Heal & Harrow: « Heal & Harrow »

On ne peut qu’aimer un bon album conceptuel et Heal & Harrow en est indubitablement un. Le projet est une collaboration entre Rachel Newton et Mauren MacColl et est un hommage aux femmes qui ont été accusées dans les procès de sorcières écossaises. Explorant la mythologie, le folklore, les croyances religieuses et le surnaturel, c’est un album qui ne sera pas facile à écouter. Pensez à un folk écossais éthéré et dense et vous êtes dans le mille.

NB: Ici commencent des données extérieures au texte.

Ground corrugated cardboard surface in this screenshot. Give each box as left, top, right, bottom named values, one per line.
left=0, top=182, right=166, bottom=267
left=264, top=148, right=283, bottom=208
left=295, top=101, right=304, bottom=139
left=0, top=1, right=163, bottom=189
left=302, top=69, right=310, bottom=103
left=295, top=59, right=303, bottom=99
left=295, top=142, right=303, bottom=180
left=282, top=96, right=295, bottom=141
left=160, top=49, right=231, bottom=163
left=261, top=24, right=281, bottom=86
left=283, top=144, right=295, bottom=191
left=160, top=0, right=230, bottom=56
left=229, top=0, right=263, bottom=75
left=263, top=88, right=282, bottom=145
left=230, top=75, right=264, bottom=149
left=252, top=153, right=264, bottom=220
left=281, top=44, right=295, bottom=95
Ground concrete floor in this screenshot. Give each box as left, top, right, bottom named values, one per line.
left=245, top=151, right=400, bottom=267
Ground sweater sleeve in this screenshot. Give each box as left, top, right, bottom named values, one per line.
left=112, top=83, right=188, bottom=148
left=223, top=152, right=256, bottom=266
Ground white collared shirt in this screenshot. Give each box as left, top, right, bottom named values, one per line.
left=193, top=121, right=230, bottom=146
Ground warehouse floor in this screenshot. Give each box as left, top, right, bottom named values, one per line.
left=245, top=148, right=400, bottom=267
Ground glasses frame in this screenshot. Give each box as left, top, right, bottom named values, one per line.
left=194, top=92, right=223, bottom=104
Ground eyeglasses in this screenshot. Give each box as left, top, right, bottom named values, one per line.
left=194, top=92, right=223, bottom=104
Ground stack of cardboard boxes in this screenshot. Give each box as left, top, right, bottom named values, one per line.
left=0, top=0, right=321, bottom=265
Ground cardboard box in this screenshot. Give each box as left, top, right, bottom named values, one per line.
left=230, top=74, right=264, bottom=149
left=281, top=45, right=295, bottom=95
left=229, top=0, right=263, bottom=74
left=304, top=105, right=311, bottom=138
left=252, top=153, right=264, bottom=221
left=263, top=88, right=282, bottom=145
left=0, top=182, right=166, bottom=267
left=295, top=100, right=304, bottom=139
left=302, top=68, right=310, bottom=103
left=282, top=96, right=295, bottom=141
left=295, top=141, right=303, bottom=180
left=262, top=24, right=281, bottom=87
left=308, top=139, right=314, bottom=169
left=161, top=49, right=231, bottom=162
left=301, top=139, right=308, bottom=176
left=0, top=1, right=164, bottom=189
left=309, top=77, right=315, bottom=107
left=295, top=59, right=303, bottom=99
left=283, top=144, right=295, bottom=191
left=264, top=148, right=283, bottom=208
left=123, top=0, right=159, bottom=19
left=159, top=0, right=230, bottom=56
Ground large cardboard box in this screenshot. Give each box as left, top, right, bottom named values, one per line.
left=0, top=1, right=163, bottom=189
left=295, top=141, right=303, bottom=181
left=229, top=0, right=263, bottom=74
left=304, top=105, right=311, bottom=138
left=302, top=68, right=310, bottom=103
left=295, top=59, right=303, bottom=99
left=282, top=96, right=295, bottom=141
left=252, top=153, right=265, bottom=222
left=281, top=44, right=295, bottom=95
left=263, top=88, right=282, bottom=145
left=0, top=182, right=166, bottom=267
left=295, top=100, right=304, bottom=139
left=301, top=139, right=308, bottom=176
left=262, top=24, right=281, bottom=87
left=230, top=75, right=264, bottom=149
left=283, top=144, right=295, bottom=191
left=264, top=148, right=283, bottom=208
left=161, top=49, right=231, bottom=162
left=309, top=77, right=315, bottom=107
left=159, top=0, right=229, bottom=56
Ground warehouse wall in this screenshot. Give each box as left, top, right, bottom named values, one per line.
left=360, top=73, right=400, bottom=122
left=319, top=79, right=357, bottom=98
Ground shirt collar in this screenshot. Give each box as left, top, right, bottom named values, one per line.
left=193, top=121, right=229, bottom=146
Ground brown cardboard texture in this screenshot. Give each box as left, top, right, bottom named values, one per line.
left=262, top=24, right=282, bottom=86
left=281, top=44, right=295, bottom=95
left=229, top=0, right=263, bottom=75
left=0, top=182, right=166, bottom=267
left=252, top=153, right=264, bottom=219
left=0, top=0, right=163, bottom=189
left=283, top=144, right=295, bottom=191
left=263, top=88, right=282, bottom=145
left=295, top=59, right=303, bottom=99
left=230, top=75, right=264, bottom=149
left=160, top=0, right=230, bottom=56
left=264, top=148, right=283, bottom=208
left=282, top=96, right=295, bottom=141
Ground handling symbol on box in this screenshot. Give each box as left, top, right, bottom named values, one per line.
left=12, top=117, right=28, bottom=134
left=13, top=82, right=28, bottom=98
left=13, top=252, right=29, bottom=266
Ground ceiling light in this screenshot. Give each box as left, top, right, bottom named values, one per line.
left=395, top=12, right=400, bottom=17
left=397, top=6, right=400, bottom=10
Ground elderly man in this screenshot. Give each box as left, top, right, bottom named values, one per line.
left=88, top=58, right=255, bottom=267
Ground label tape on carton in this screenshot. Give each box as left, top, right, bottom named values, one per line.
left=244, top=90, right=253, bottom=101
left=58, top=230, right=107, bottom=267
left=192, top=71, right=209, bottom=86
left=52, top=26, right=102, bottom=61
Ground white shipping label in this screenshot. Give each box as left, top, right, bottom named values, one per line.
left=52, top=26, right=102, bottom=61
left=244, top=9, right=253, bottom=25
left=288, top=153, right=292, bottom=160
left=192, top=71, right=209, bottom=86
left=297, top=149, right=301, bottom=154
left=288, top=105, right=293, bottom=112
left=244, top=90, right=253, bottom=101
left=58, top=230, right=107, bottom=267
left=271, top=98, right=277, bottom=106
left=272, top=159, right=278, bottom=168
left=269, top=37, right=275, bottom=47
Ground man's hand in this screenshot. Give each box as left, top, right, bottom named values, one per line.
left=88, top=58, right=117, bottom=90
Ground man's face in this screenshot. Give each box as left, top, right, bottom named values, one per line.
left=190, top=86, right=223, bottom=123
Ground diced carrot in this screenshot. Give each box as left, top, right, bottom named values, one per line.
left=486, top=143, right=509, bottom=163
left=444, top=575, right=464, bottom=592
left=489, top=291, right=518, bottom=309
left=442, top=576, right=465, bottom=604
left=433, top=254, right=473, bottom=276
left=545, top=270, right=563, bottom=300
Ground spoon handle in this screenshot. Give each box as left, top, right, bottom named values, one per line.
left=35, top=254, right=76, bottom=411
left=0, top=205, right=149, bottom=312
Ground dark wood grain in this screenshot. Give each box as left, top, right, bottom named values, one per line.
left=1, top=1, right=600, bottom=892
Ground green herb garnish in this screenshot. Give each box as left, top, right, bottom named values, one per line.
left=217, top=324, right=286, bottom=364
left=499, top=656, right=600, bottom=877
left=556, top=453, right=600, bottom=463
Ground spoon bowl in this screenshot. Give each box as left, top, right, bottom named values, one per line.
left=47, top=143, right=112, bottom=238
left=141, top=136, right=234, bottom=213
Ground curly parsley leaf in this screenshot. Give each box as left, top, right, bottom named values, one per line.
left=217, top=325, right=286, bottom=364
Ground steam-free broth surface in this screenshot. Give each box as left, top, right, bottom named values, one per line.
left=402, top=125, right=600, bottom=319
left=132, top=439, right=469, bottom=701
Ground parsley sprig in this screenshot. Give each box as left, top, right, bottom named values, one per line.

L’album alterne, en effet, entre des morceaux vocaux et instrumentaux, mais à aucun moment il ne perd son atmosphère de compacité. Chaque chanson est imprégnée d’histoire et la belle voix écossaise, la harpe et le violon ouvrent la voie. Certaines d’ailleurs, comme « Eachlair » et « Cutty Sark » voient leurs paroles ou des passages parlés tirés de textes historiques. Souvent, cela peut sembler un peu guindé, mais la prose de « Cutty Sark », par exemple, est posée sur un lit de kalimba. Des pianos bizarres et des sons trouvés apparaissent également sur l’album, comme le lancinant « Judge Not ». Cette approche multicouche de la conception sonore – fusionnant le traditionnel et le monde extérieur – enrichit l’ambiance générale. Parfois, elle nous fait penser à une narration audio en 3D. C’est subtil mais vraiment bien conçu.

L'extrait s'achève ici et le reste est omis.